Sent from my iPhone using Tapatalk


----------



## noapathy (Jun 24, 2008)

mtbbiker said:


> I was surprised at that comment to, cause certain days he said up to 2 batteries in his pack.
> 
> Says he rides these Ebikes everyday and does epics on each ride. But again, he’s sponsored rider, he may not be telling the truth.


Why would he lie? He's paid to ride the thing. Whether he likes it or not is another matter. Slightly better than driving a bus for a living.


----------



## Jack7782 (Jan 1, 2009)

mtbbiker said:


> I was surprised at that comment to, cause certain days he said up to 2 batteries in his pack.
> 
> Says he rides these Ebikes everyday and does epics on each ride. But again, he’s sponsored rider, he may not be telling the truth.
> 
> ...


Sponsored or not, can we agree that Danny MacAskill is one of the best trials riders in the world and Santa Cruz is lucky to have him as a sponsored rider? I love his comment found in this video
. . . Heckler makes it easier to clean more climbs which is what it is all about . . .


----------



## mtbbiker (Apr 8, 2004)

noapathy said:


> Why would he lie? He's paid to ride the thing. Whether he likes it or not is another matter. Slightly better than driving a bus for a living.


It’s a joke towards anti-ebike people who says pros only ride Ebikes caused their sponsored. 

Danny’s ebike videos are amazing and you can genuinely tell he loves riding them. I’m positive just about every pro rider whose sponsor has an ebike are just as stoked. 

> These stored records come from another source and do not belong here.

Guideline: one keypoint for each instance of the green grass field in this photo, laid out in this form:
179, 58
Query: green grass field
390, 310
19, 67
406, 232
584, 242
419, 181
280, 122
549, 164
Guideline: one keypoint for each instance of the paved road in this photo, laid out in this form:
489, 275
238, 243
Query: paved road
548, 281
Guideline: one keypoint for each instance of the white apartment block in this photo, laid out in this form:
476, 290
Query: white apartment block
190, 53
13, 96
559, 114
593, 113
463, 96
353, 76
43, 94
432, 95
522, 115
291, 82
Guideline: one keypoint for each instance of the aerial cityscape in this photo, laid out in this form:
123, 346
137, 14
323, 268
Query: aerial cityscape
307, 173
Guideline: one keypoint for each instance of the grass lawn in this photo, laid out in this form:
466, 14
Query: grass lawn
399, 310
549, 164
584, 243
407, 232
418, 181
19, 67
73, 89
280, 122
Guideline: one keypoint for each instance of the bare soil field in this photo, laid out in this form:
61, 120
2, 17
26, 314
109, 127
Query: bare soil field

Sent from my iPhone using Tapatalk


----------



## mlx john (Mar 22, 2010)

News flash, there are people who have fun riding E-bikes. Being a pro precludes him from this?? He's clearly having fun and he's being paid on top of it. Oh, the horror


----------



## BmanInTheD (Sep 19, 2014)

...


----------



## Sidewalk (May 18, 2015)

I stopped following him because of his content.

I am sure I am in the minority.


----------



## DtEW (Jun 14, 2004)

mtbbiker said:


> I was surprised at that comment to, cause certain days he said up to 2 batteries in his pack.
> 
> Says he rides these Ebikes everyday and does epics on each ride. But again, he’s sponsored rider, he may not be telling the truth.


It would be a weird lie/shill if it was that. Because carrying multiple heavy batteries is a bit weird and out-of-the-norm, and probably makes anybody considering the eMTB without any prior experience give pause at any number of things, most notably the thought "do I need multi-batteries too? Maybe it burns through charge crazy fast?"

Things that his sponsor probably wouldn't think of as being particularly on-brand. But they probably know better than to tell Danny how to enjoy his Heckler. They're probably just glad he's enjoying it so much as to push it beyond its normal limits.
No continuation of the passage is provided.